= Anthony Copley =

English Catholic poet and conspirator

Anthony Copley (1567–1609) was an English Catholic poet and conspirator. He reproached the Jesuits and their meditations on martyrdom, and loyally praised Queen Elizabeth. He is principally known to posterity for his long allegorical poem in 1596 opposing voluntary death, in parody of Book I of The Faerie Queene, entitled A Fig for Fortune; it has been considered a contribution to the same tradition as Hamlet.

==Life==
He was the third son of Sir Thomas Copley. He was left in England when his father went abroad, but in 1582, while a student at Furnival's Inn, he joined his father and mother at Rouen. He stayed there for two years, and was then sent to the English College, Rome for two years, on a pension of ten crowns from Pope Gregory XIII. He then went to the Low Countries, where he obtained a pension of twenty crowns from Alexander Farnese, Duke of Parma, and entered the service of Philip II of Spain, in which he remained until shortly before 1590.

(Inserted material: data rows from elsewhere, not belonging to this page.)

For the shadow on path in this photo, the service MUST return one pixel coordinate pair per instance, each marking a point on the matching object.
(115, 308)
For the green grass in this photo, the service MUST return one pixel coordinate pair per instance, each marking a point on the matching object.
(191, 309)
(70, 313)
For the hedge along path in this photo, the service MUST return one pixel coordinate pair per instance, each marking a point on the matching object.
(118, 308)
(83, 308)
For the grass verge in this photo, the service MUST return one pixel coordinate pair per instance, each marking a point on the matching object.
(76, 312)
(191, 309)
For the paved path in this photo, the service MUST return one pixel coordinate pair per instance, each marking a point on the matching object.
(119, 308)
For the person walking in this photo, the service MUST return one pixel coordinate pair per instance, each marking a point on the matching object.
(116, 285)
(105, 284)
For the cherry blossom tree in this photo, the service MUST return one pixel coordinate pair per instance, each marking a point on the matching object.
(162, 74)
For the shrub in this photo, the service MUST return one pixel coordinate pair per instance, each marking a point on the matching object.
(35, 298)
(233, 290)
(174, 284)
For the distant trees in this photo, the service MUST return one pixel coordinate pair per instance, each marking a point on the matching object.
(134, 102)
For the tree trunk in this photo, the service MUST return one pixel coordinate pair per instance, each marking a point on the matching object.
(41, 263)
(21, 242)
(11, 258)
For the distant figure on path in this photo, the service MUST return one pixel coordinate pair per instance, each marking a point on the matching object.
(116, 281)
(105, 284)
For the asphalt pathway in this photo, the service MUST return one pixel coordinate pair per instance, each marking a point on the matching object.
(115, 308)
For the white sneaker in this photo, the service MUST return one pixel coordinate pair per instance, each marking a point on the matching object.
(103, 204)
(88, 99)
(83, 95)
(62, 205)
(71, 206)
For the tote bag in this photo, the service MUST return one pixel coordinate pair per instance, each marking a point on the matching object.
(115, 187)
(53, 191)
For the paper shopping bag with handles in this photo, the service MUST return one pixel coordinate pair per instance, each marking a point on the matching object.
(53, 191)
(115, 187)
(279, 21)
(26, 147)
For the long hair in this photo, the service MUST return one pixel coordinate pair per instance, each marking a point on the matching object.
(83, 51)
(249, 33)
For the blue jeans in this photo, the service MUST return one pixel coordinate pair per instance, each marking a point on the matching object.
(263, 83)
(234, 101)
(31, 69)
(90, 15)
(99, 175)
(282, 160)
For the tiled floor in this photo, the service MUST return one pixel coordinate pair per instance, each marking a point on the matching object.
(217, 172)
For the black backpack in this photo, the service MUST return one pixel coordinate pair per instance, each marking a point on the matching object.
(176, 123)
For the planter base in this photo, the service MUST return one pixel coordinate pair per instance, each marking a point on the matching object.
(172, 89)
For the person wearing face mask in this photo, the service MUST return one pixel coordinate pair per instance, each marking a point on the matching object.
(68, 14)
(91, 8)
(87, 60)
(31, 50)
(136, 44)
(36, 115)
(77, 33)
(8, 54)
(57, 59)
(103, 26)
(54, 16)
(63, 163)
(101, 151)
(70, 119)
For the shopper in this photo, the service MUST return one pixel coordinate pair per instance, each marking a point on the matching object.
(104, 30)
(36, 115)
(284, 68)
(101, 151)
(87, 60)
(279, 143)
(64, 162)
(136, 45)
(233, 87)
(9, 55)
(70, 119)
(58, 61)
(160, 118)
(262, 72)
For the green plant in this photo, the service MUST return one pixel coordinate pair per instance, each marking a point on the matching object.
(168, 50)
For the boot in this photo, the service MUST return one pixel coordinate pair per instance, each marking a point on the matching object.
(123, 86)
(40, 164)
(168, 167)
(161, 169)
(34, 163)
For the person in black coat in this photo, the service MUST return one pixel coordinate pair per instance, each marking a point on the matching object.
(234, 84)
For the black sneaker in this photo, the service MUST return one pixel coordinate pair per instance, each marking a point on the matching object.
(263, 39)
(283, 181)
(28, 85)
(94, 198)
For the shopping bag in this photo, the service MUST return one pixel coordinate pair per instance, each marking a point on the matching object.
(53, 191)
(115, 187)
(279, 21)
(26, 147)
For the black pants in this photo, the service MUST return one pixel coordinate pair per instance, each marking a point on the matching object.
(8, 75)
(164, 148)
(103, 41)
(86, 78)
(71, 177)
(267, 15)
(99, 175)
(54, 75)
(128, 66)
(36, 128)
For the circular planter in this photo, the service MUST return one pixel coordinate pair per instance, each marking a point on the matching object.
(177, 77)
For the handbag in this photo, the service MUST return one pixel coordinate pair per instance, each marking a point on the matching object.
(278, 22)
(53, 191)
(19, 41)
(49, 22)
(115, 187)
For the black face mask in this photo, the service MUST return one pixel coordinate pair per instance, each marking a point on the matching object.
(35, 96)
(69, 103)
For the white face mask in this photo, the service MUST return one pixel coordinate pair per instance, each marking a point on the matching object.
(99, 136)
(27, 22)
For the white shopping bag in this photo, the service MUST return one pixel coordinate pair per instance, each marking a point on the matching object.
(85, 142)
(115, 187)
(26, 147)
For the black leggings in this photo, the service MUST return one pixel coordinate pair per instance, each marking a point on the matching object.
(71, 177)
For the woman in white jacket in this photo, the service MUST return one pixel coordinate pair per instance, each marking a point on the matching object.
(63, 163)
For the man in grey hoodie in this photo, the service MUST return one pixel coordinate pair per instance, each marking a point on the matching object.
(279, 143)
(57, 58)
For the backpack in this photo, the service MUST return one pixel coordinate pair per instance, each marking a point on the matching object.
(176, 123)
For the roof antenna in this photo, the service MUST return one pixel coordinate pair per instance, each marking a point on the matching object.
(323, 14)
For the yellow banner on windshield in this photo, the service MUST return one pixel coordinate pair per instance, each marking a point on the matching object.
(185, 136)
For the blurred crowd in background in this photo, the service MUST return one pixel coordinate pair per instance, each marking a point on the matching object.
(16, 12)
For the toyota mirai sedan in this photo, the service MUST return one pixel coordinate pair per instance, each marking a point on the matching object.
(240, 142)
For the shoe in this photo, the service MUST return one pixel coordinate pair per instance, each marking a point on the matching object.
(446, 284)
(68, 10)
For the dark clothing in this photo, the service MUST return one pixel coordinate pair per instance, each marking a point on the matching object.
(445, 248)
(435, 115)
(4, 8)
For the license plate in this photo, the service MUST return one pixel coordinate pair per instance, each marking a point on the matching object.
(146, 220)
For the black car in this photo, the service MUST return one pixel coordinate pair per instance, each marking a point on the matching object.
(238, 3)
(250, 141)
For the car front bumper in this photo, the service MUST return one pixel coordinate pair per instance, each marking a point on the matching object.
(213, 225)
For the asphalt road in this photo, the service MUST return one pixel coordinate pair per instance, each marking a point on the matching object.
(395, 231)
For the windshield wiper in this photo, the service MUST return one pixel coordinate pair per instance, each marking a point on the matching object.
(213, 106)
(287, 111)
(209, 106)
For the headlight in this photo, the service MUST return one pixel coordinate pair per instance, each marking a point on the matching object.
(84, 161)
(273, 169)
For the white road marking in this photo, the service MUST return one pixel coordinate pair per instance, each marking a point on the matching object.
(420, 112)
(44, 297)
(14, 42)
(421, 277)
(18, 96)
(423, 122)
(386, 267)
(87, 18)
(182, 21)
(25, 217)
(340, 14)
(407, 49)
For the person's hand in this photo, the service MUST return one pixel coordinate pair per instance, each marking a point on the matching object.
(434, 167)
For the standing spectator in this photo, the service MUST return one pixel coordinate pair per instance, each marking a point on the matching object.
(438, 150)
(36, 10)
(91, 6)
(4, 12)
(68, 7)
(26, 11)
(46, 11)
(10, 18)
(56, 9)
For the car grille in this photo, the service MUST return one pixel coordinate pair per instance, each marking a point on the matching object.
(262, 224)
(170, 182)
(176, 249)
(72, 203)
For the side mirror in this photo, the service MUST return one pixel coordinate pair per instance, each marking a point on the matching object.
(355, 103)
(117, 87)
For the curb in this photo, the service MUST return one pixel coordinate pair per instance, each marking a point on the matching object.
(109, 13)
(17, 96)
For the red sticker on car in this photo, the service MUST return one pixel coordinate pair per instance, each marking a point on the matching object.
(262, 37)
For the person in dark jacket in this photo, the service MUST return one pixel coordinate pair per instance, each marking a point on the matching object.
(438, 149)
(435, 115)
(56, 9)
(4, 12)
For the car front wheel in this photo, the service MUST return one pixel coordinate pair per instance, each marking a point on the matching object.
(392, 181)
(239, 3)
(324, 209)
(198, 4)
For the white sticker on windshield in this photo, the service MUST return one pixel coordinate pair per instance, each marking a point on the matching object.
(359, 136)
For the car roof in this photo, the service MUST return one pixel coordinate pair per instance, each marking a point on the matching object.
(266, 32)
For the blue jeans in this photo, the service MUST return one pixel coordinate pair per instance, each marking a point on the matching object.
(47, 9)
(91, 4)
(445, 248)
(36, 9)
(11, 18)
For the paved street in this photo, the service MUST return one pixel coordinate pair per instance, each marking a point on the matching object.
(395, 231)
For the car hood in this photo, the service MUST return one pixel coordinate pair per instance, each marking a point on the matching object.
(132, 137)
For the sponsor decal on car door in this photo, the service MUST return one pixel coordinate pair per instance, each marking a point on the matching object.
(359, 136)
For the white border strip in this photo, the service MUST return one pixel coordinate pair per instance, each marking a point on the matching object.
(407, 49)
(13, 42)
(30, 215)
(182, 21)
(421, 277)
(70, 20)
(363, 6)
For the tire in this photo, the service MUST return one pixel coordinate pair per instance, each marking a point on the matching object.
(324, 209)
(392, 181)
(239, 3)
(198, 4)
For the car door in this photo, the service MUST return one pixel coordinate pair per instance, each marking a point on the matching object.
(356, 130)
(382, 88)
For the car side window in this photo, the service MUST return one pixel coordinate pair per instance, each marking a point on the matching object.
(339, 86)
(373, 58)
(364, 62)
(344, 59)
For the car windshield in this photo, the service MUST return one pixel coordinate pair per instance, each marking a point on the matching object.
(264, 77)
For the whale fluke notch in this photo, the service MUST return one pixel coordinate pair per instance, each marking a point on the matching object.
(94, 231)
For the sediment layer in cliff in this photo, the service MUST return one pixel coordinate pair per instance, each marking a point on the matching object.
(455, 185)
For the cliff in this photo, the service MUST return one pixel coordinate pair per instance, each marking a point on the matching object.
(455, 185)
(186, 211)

In 1590 he returned to England without permission, was arrested and put in the Tower of London. He asked for pardon and gave the authorities information on the English Catholic exiles. He lived as a married man at Roffey, Horsham (then spelt variously including Roughay), and on 22 June 1592, in a letter from Richard Topcliffe to the queen, he is described as a bravo. An object of suspicion to the government, and imprisoned several times during the remainder of Elizabeth's reign, his writings were fervently loyal.

On the accession of James I of England, Copley was concerned in the Bye Plot for placing Lady Arabella Stuart on the throne. He and the other conspirators were tried and condemned to death; but Copley was pardoned (18 August 1604), having made a confession relating the history of the plot. In 1606 (1607?) he was a guest in the English College in Rome. The last surviving record of his life portrays him as a pilgrim of the Franciscan Casa Nova in Jerusalem in 1609.

==Works==
In 1595 he published ‘Wits, Fittes, and Fancies fronted and entermedled with Presidentes of Honour and Wisdom; also Loves Owle, an idle conceited dialogue between Love and an olde Man,’ London, 1595. The prose portion of this work is a collection of jests, stories, and sayings, mainly taken from a Spanish work, ‘La Floresta Spagnola,’ and was reprinted in 1614 with additions, but without ‘Love's Owle’. This work was followed in 1596 by ‘A Fig for Fortune’, reprinted by the Spenser Society in 1883. It is a poem in six-line stanzas; extracts from it were in Thomas Corser's ‘Collectanea,’ ii. 456–9.

At the end of Elizabeth's reign Copley took part in the controversy between the Jesuits and the secular priests, and wrote two pamphlets on the side of the seculars, ‘An Answere to a Letter of a Jesuited Gentleman, by his Cosin, Maister A. C., concerning the Appeale, State, Jesuits,’ 1601. This was followed by ‘Another Letter of Mr. A. C. to his Disjesuited Kinsman concerning the Appeale, State, Jesuits. Also a third Letter of his Apologeticall for himself against the calumnies contained against him in a certain Jesuiticall libell intituled A manifestation of folly and bad spirit,’ 1602; in this he announces ‘my forthcoming Manifestation of the Jesuit's Commonwealth,’ which, however, does not seem to have appeared.